District staff told the school board that Norfolk made gains in several indicators despite new state accountability rules, but federal identifications and staffing-reporting issues pushed some schools into lower categories; district has filed accreditation appeals with VDOE.

Miss McGarity, the district presenter, opened the "State of the Schools" review for the 2024–25 year and told the Norfolk School Board that the division "ensured we navigated that change with intention" as Virginia shifted its accountability and accreditation systems. The presentation laid out how the Virginia SPSF (school performance framework) and the state accreditation system differ and how federal identifications shift schools' final categories.

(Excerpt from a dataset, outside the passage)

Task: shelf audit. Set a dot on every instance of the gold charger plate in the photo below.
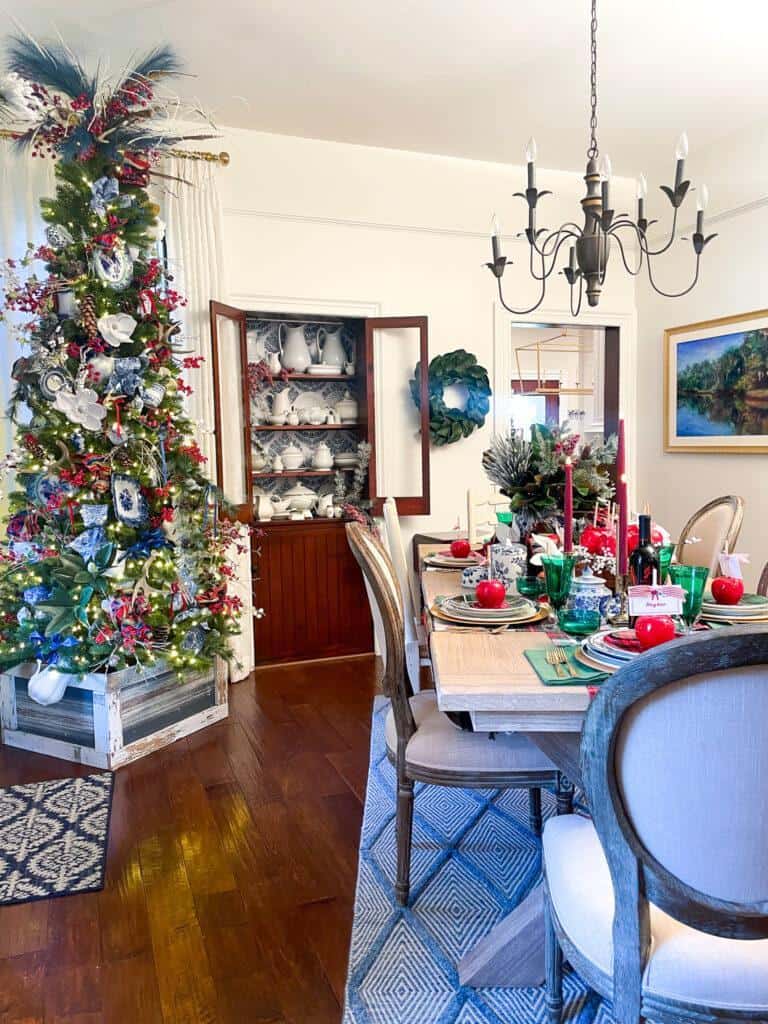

The most immediate headline from the presentation: Norfolk had 43.9% of its schools performing "on track" using the SPSF performance calculation; when federal identifications are layered in that share falls to about 34.1%, with 12.2% of schools in the "needs intensive support" category, according to McGarity. She pointed to several schools that were very close to higher designations — Larchmont, Southside STEM Academy, Oceaneer Elementary and Lindenwood Elementary — and said VDOE rounding rules and identification procedures changed final placements for some schools.

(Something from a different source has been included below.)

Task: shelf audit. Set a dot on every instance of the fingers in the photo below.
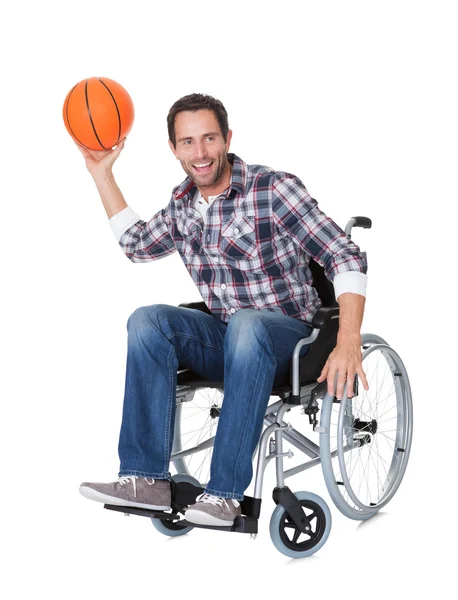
(362, 376)
(117, 150)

McGarity said the district is contesting some accreditation findings and has filed formal appeals with the Virginia Department of Education (VDOE). She said the accreditation citations were largely in two areas: staffing and federal program outcomes. The staffing findings, she said, stemmed from unlicensed support roles (for example, vacant media specialist or counselor positions) that affected the accreditation status even where classroom performance had improved. "A formal accreditation appeal has been submitted and received by VDOE," she told the board.

Board members pressed the administration on how those results will be communicated to families. Dr. Pohl and McGarity said the district will publish school-level comprehensive support plans and will create a one-page explainer and a web page that separates "performance" (student outcomes) from "accreditation" (adult inputs) so the public can see both celebrations and areas to improve.

The presentation also highlighted inequities in subgroup outcomes. McGarity reported that, before federal identification, roughly 41% of Black students were in on-track schools (about 33% after federal IDs), and that socioeconomic status (SES) consistently correlated with off-track identification. She cautioned that some indicators — for example English-language-proficiency measures and federal identifications called out by a recent JLARC review — can shift category assignments and complicate comparisons across divisions.

Other data points included district pass-rate trends in reading, math, science and history, and persistent barriers such as staffing vacancies and state delays in textbook approvals. Board members asked for subgroup breakdowns and for a public-facing one-pager the board can use when speaking with constituents. McGarity and Dr. Pohl said those materials will be prepared and that district web pages will be updated once the VDOE finalizes any accreditation changes.

Next steps noted to the board were continued appeals to VDOE, targeted supports grounded in tier 1 instruction improvements, and the use of these accountability data to inform school-level supports and comprehensive school support plans.